Desert breath—How fog promotes a novel type of soil biocenosis, forming the coastal Atacama Desert’s living skin

Jung, Patrick ORCIDiD
Baumann, Karen ORCIDiD
Lehnert, Lukas W.
Samolov, Elena
Achilles, Sebastian
Schermer, Michael
Wraase, Luise M.
Eckhardt, Kai-Uwe
Bader, Maaike Y. ORCIDiD
Leinweber, Peter ORCIDiD
Karsten, Ulf ORCIDiD
Bendix, Jörg ORCIDiD
Büdel, Burkhard

DOI: https://doi.org/10.1111/gbi.12368
Persistent URL: http://resolver.sub.uni-goettingen.de/purl?gldocs-11858/9503
Jung, Patrick; Baumann, Karen; Lehnert, Lukas W.; Samolov, Elena; Achilles, Sebastian; Schermer, Michael; Wraase, Luise M.; Eckhardt, Kai-Uwe; Bader, Maaike Y.; Leinweber, Peter; Karsten, Ulf; Bendix, Jörg; Büdel, Burkhard, 2019: Desert breath—How fog promotes a novel type of soil biocenosis, forming the coastal Atacama Desert’s living skin. In: Geobiology, 18, 1, 113-124, DOI: https://doi.org/10.1111/gbi.12368. 

Abstract

The Atacama Desert is the driest non-polar desert on Earth, presenting precarious conditions for biological activity. In the arid coastal belt, life is restricted to areas with fog events that cause almost daily wet–dry cycles. In such an area, we discovered a hitherto unknown and unique ground covering biocenosis dominated by lichens, fungi, and algae attached to grit-sized (~6 mm) quartz and granitoid stones. Comparable biocenosis forming a kind of a layer on top of soil and rock surfaces in general is summarized as cryptogamic ground covers (CGC) in literature. In contrast to known CGC from arid environments to which frequent cyclic wetting events are lethal, in the Atacama Desert every fog event is answered by photosynthetic activity of the soil community and thus considered as the desert's breath. Photosynthesis of the new CGC type is activated by the lowest amount of water known for such a community worldwide thus enabling the unique biocenosis to fulfill a variety of ecosystem services.
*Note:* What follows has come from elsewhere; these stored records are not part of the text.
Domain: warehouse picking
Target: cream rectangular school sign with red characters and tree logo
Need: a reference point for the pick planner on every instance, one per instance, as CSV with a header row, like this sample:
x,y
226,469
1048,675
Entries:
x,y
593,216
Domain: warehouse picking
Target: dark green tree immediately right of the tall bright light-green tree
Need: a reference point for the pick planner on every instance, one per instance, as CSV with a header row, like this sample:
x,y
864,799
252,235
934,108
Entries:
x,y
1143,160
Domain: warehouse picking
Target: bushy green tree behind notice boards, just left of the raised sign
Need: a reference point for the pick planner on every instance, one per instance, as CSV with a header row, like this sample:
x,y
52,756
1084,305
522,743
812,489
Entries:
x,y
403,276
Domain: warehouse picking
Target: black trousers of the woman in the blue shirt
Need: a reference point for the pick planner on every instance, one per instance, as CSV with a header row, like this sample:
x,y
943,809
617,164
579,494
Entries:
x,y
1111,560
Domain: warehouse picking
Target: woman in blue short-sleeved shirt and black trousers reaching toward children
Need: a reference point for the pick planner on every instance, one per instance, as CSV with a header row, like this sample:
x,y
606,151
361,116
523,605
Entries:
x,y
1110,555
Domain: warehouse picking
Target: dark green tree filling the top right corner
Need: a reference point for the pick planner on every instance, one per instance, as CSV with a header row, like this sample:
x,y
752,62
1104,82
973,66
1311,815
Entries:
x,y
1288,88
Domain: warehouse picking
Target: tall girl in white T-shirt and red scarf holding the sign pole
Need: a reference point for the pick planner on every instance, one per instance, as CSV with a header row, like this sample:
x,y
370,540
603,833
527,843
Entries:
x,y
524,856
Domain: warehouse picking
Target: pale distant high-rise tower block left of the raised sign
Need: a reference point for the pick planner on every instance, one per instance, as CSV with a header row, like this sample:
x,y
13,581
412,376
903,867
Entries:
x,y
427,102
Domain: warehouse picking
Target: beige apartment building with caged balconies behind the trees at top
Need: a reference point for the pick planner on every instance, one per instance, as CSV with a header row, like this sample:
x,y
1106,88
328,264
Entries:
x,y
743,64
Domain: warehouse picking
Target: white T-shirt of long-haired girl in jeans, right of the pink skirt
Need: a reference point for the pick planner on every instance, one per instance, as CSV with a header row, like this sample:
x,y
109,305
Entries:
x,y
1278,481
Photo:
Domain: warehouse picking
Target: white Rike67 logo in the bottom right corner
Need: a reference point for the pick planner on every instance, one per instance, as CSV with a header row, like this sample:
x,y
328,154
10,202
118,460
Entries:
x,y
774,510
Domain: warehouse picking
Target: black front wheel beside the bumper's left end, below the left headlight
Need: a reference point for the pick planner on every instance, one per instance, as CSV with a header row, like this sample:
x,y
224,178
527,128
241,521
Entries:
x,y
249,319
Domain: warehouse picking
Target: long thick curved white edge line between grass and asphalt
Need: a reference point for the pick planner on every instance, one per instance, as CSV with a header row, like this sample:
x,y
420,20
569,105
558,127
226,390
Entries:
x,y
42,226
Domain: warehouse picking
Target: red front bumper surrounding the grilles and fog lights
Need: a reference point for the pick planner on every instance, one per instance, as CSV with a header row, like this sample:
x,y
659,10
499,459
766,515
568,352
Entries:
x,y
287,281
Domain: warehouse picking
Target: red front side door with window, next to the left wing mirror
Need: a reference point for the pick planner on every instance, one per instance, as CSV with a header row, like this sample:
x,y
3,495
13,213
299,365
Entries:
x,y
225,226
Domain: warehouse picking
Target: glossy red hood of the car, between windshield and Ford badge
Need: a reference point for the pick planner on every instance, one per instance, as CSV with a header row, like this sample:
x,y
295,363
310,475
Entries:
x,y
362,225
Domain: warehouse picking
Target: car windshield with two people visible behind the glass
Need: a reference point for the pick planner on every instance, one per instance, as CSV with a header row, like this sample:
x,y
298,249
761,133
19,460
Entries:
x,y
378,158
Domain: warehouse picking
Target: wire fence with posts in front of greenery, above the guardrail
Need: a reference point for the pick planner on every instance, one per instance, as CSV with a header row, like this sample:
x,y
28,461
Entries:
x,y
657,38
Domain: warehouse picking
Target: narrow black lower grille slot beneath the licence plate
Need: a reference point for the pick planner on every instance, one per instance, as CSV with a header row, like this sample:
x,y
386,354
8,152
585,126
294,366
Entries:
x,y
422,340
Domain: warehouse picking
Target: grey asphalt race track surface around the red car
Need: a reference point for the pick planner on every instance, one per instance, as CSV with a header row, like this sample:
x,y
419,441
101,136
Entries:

In a considerable portion of the coastal Atacama Desert, it protects the soil from sporadically occurring splash erosion and contributes to the accumulation of soil carbon and nitrogen as well as soil formation through bio-weathering. The structure and function of the new CGC type are discussed, and we suggest the name grit–crust. We conclude that this type of CGC can be expected in all non-polar fog deserts of the world and may resemble the cryptogam communities that shaped ancient Earth. It may thus represent a relevant player in current and ancient biogeochemical cycling.